Synopses & Reviews
The author-narrator, a sarcastic Romanian émigré with a French wife, tells with great insight and humor the story of a young student's life and education as he passes from post-Ceausescu Romania through an unwelcoming Western Europe beset with dangerous problems of its own. Sex-and drug-traffickers are only one part of the strange and paranoid world in which the student and his fellow-countrymen become entangled, while the author's past--in the form of post-communist gangsters--begins to catch up with him in his retreat in rural France...
Review
Tsepeneag creates a fantastical world from the remnants of a society as it flows into modern Europe.
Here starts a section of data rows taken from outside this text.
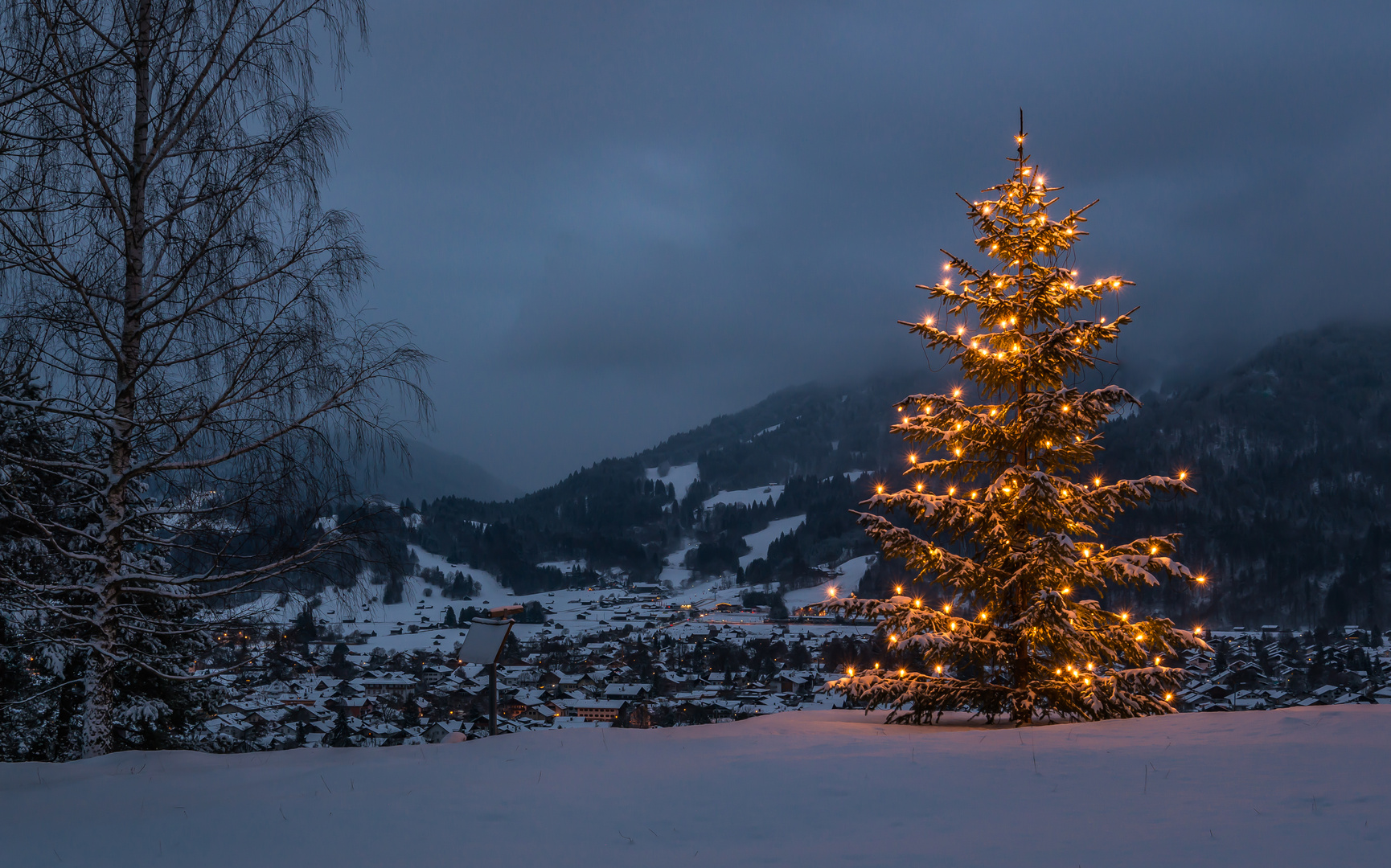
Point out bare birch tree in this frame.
[0,0,429,755]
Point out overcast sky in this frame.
[322,0,1391,489]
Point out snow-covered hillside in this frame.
[646,462,700,501]
[0,706,1391,868]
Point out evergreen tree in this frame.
[825,114,1206,725]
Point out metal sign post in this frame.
[459,617,516,736]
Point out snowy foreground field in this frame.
[0,706,1391,868]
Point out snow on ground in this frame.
[0,706,1391,868]
[646,463,700,501]
[783,555,873,611]
[704,484,783,509]
[739,514,806,569]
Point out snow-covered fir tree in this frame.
[822,118,1206,725]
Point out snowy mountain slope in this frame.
[646,462,700,501]
[0,706,1391,868]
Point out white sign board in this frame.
[459,617,512,664]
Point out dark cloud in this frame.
[319,2,1391,487]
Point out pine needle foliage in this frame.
[818,124,1206,725]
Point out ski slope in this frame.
[0,706,1391,868]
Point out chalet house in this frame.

Readers interested in the human story beyond the factual history of the dissolution of communism and those interested in the creative process will enjoy this novel.With his metaphors and traps, Dumitru Tsepeneag reminds me of a magician who pulls flowers, animals, and strange objects out of his hat. He lays comical stories over a poignant, and often grim, background.[Tsepeneag] induces the sense that memory, time, and consciousness are both mutable and, ultimately, unknowable. -- Elizabeth Hand
Synopsis
Originally published in Romanian as Hotel Europa in 1996.
Synopsis
A novel begun by a man in his bathtub begins, little by little, to overflow into his life.
About the Author
Dumitru Tsepeneag is one of the most innovative Romanian writers of the second half of the twentieth century. In 1975, while he was in France, his citizenship was revoked by Ceauşescu, and he was forced into exile. In the 1980s, he started to write in French. He returned to his native language after the Ceauşescu regime ended, but continues to write in his adopted language as well.A translator from Romanian, Spanish, German, French, and Italian, Patrick Camiller has translated many works, including Dumitru Tsepeneag's Vain Art of the Fugue, The Necessary Marriage, and Hotel Europa.